I remember once, at a call of urgency, I volunteered to assist a shepherd who was ministering to some neglected sheep, which had been bitten by blowflies. The grubs had hatched in the wounds, and had burrowed inward. The sores had festered, and some had become cavities several inches deep, laying bare bone and flesh, or going down to the vital organs themselves, and in them were a mass of grubs that burrowed and fed.

Some of the sheep lay dying, others might be saved if prompt attention were paid to the wounds.

I still remember acutely the repulsion with which I touched and cleansed, and dressed them. Others might have felt it less, but from such things I am constitutionally averse.

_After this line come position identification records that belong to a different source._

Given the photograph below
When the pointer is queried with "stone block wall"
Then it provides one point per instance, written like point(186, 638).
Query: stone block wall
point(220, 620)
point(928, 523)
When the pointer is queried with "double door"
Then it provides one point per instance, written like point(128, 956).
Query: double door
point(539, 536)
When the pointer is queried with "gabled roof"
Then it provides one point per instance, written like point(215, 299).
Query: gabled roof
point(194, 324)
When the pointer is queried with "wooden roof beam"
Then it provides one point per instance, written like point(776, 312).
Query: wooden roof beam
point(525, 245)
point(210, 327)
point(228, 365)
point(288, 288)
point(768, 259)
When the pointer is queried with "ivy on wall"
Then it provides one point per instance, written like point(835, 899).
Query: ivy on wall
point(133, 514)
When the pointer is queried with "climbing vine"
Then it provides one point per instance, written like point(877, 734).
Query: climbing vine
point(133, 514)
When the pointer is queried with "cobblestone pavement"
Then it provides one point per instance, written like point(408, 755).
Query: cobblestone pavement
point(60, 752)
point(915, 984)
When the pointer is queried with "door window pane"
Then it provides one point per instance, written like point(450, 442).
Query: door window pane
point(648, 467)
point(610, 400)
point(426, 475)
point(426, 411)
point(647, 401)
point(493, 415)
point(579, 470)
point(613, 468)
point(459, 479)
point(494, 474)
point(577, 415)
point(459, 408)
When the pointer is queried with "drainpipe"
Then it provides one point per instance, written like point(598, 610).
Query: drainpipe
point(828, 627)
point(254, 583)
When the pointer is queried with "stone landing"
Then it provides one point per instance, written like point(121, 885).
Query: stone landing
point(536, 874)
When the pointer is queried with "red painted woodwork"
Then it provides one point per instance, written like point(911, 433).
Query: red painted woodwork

But the feeling was mild to the repulsion with which she regarded the foot on which her fingers rested. It was different in quality, because she had a mind which saw clearly what should be done, and a body that did not dream of rebellion; but it remained that she regarded the foot she touched as something more grotesque and repulsive than her familiar fishes, which swam in the clean flood, and that she felt as I might have done, had duty called me to minister to one of the Killers⁠—to touch the worm-pink sliminess of the loathsome body while it waved its sucker in a whistling gratitude for my attentions.

She knew her error instantly. “I should not have shown you. All is well. Sleep. I will think of it thoroughly. Besides, I must communicate with our Leader.”

Then her mind closed entirely; and after a time I slept.